Quantification of Free Thiol Groups

LbPrx1m samples (48 μm) in 25 mm Tris-HCl (pH 7.5), 150 mm NaCl, and 5 mm EDTA were treated with 2 mm DTT for 30, 60, 120, and 240 min at room temperature. Excess DTT was removed using the HiTrap Desalting column (5 ml, GE Healthcare). The samples were incubated with 100 μm DTNB for 1 h. The 2-nitro-5-thiobenzoate production was monitored spectrophotometrically at 412 nm (ϵ412 = 14,150 m−1 cm−1) and the eluted protein concentrations were used to calculate the number of free thiols per molecule.

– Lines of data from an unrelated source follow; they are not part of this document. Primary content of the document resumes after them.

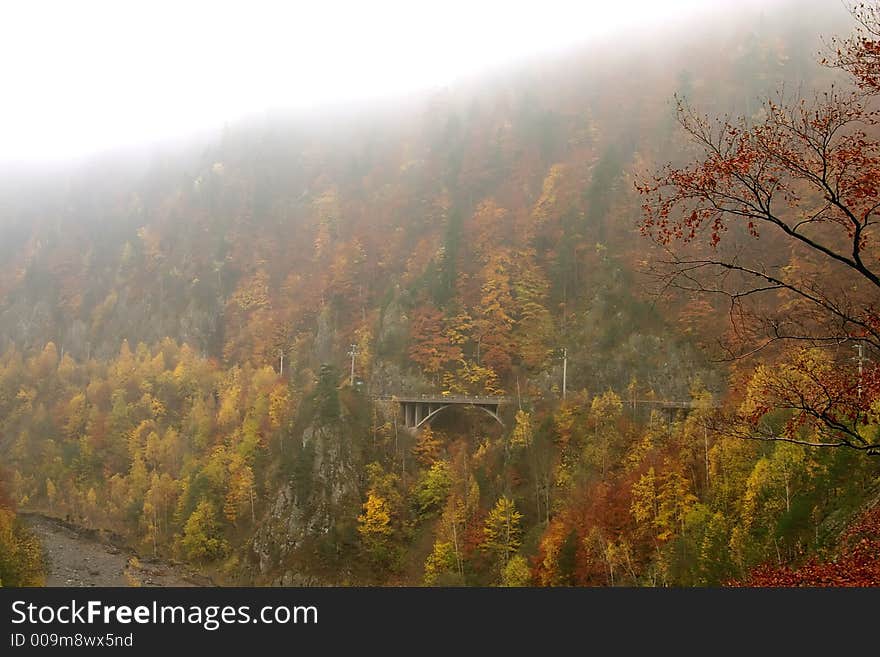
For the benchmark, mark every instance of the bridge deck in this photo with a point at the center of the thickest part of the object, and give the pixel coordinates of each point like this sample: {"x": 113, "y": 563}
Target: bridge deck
{"x": 447, "y": 399}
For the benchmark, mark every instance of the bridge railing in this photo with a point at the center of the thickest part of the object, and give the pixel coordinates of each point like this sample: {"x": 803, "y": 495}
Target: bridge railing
{"x": 440, "y": 398}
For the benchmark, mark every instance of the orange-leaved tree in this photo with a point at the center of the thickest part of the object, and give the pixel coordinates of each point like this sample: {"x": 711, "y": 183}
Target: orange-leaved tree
{"x": 778, "y": 216}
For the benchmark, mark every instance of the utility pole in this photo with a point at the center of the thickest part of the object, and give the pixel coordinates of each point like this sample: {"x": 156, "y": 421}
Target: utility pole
{"x": 564, "y": 369}
{"x": 352, "y": 352}
{"x": 860, "y": 359}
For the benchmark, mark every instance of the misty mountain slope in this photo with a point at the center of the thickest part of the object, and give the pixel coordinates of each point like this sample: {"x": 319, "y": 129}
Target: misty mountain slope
{"x": 179, "y": 329}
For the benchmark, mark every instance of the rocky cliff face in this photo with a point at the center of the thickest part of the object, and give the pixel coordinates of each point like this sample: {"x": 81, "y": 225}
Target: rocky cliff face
{"x": 315, "y": 510}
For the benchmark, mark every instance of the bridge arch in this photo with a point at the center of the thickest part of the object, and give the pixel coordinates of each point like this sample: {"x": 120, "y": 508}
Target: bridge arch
{"x": 419, "y": 410}
{"x": 490, "y": 413}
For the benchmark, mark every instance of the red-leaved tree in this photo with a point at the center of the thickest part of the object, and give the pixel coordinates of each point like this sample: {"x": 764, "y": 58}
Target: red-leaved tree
{"x": 778, "y": 216}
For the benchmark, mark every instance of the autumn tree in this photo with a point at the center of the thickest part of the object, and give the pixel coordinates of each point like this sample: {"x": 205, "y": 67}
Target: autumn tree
{"x": 502, "y": 532}
{"x": 778, "y": 216}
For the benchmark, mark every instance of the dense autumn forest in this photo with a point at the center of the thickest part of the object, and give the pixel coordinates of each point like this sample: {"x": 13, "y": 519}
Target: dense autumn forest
{"x": 199, "y": 345}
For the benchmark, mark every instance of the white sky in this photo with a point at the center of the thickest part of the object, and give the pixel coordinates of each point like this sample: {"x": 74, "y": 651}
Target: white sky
{"x": 79, "y": 76}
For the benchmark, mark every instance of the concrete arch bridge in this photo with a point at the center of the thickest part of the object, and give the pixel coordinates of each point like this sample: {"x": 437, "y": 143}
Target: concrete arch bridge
{"x": 418, "y": 410}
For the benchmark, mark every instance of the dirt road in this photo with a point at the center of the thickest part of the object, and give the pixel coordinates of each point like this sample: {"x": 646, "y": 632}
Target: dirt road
{"x": 80, "y": 557}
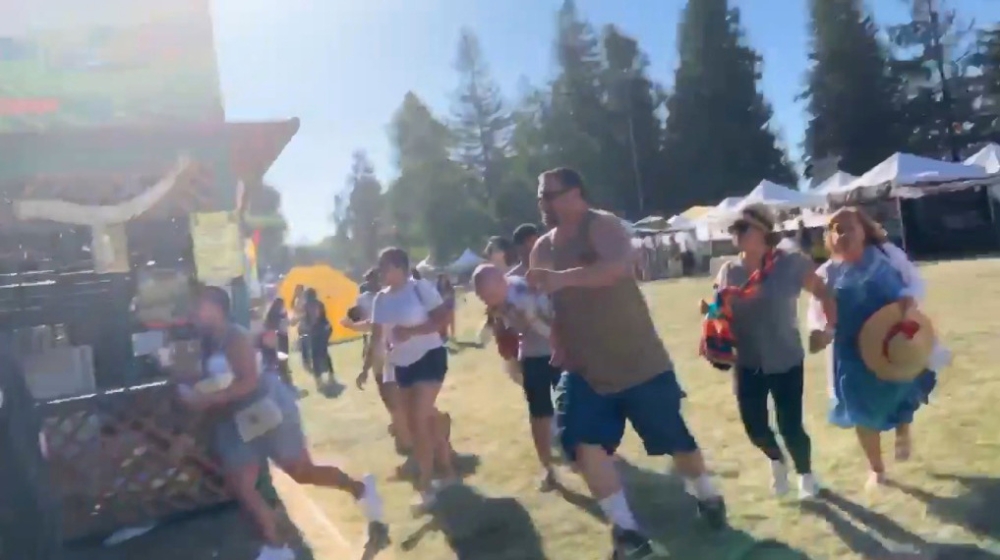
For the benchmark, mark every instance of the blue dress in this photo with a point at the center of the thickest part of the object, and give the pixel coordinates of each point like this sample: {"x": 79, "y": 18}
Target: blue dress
{"x": 859, "y": 397}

Dynamic Light Scattering (DLS)

DLS measurements were performed under non-reducing conditions on a Dynapro Molecular Sizing instrument at 291 K. Protein samples at 48 μm were previously centrifuged for 20 min at 20,000 × g. Data were collected with intervals of 10 s with at least 100 acquisitions. The diffusion coefficient (D) was determined from the analysis of measured time-dependent fluctuations in the scattering intensity and used to calculate the hydrodynamic radius (RH) of the protein via Stokes-Einstein equation. Data analysis was performed using the software Dynamics V6.3.40.

Crystallization, Data Collection, Processing, and Structure Determination

LbPrx1m sample was concentrated to 10 mg ml−1 for crystallization trials. Crystals of the dimeric form were grown by the sitting-drop vapor-diffusion method in drops containing 0.5 μl of the protein sample mixed with an equal volume of reservoir solution (27% (w/v) PEG4000, 0.1 m Tris-HCl, pH 8.5, 0.2 m Li2SO4) added by 5 mm EDTA at 291 K. The decameric form was crystallized in 0.1 m MMT buffer (pH 4.4), 13.9% (w/v) PEG1500, and 25 mm CaCl2 by the hanging drop method in drops containing 2 μl of protein and 1 μl of mother liquor at 291 K.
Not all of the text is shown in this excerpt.